Essential vocabulary
The last use case is a typical one, preparing common vocabulary or phrases that you think you might need. But I didn't decide on them, my husband did, so after I took the typical ones: "where is the toilet", "how much does this cost" and a series of boring things, my son prepared the following:
20 insect names
Butterfly -> Chou
Beetle -> Kabutomushi
Grasshopper -> Batta
…
20 fish names
Sardine -> Owashi
Mackerel -> Saba
Sole -> Hirame
…
Very important phrases
Is there a free buffet? -> Open buffet wa arimasu ka
Is the food varied? ->Tabemono wa tayou desu ka
Are there pizzas on the stone? -> Ishigama-yaki pizza wa arimasu ka
And that's it, this article that seemed typical, but I hope it surprised you, inspired you to try unusual uses of AI and if it made you smile, I'll have happiness for a week.

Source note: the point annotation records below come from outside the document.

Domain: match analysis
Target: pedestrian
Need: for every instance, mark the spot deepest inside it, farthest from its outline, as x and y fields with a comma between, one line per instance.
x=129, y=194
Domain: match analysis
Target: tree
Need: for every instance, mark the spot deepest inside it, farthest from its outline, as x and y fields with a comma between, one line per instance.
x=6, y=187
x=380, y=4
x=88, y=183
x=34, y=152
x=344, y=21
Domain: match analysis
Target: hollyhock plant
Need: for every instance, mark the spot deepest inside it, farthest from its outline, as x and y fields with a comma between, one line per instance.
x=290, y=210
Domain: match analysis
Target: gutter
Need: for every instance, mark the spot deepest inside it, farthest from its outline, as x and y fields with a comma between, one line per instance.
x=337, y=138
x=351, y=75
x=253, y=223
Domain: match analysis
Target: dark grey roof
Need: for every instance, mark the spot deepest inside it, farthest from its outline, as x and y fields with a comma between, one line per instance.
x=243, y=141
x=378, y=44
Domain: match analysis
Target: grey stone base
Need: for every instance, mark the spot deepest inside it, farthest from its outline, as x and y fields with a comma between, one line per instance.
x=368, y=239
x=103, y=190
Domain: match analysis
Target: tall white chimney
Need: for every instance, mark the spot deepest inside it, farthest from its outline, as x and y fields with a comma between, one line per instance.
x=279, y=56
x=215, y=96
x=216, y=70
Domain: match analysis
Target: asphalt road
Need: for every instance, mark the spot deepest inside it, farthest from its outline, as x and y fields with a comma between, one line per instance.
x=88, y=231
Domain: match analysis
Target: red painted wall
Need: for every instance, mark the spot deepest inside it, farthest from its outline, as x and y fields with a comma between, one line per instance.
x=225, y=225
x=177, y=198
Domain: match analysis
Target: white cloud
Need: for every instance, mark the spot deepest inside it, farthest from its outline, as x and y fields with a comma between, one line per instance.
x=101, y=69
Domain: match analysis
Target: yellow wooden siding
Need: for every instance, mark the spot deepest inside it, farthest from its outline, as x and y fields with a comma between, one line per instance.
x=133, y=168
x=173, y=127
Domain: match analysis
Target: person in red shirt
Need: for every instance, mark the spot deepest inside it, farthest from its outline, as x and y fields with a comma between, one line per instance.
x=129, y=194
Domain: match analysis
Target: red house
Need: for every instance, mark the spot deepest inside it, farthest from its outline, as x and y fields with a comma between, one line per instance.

If you enjoyed it, share it with more people, and if not, share it by criticizing it haha.
Until next time!
The header photo is a mess, that's me "in quotes", but the original is a photo with a Samsung AI filter that makes you look like a Purikura that exaggerates the pupils and then passed through GPT to make an outpaint so that it was panoramic, so if the original was already implausible, this is a total hallucination, but it's cool.